Publication Date

Spring 2020

Committee Members

Patricia McGirr - Chair, Department of Landscape Architecture & Regional Planning Michael Davidsohn - Member, Department of Landscape Architecture & Regional Planning Robert Ryan - Member, Department of Landscape Architecture & Regional Planning


The United States is the world’s leader in incarceration with 2.2 million people currently in the nation’s prisons and jails. On average, one-third of former offenders will return to prison for re-offence within three years of their release (Bureau of Justice Statistics 2018). This cycle is known as recidivism, and demonstrates a major reflection of the criminal justice system’s failure to provide rehabilitation that meets the needs of the incarcerated population.

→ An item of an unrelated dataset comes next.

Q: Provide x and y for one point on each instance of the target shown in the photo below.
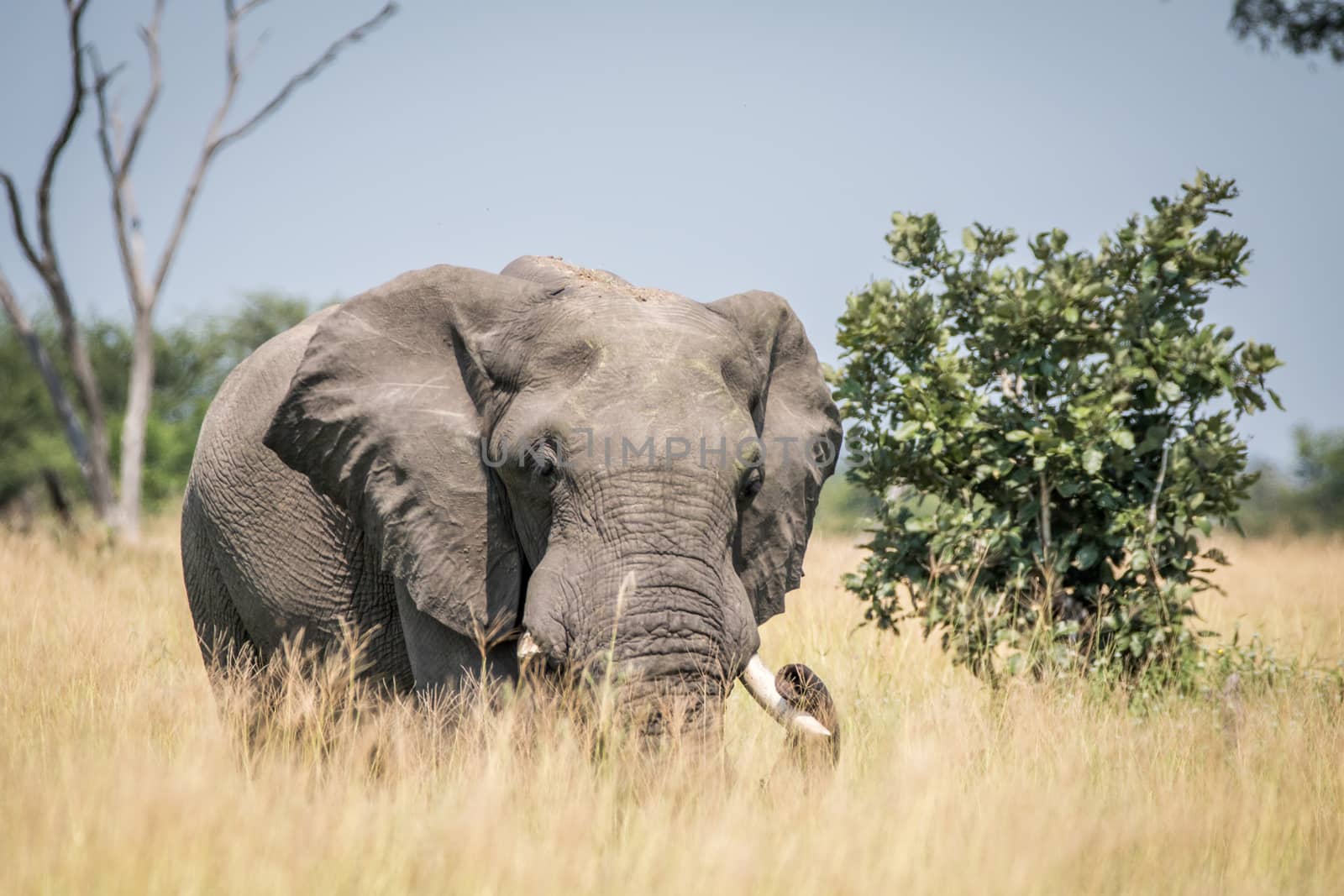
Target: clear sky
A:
(702, 148)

However, horticultural therapy in prison may offer a sliver of hope. Also referred to as Green Prison Programs (GPPs), studies indicate that participants in these programs gain valuable job skills and improved emotional well-being, reducing the likelihood of former offenders returning to criminal behavior after imprisonment (Jiler 2006, Khatib & Krasny 2015, Insight Garden Program 2019). Furthermore, growing interest in the application of thoughtfully designed landscapes integrating principles in restorative environments reveals similar benefits not only to offenders, but to correctional staff and visitors (Stevens, et al. 2018). This project synthesizes current trends at the intersection of landscape architecture, restorative environments, and prison reform, and offers a series of adaptable design recommendations aimed to benefit all who experience the correctional landscape. In collaboration with the Massachusetts Department of Corrections (MA DOC), the Massachusetts Correctional Institution of Framingham (MCI-F) serves as a demonstration site for the application of these recommendations at both a master plan scale and 3-acre focus area. Community engagement with MCI-F inmates and staff, coupled with analysis of case studies reveals normative design and trauma-informed design strategies as an added layer of consideration for designers. Foundational to this project is environmental justice and human dignity, which asserts the belief that despite the crimes of convicted offenders, people in jail deserve access to the benefits of spending time in nature. Although landscape architecture cannot solve the social and political issues that have led to mass incarceration in the U.S., this project demonstrates how landscape architects can play a pivotal role in helping inmates and correctional officers experience the personal and societal benefits of thoughtfully designed landscapes.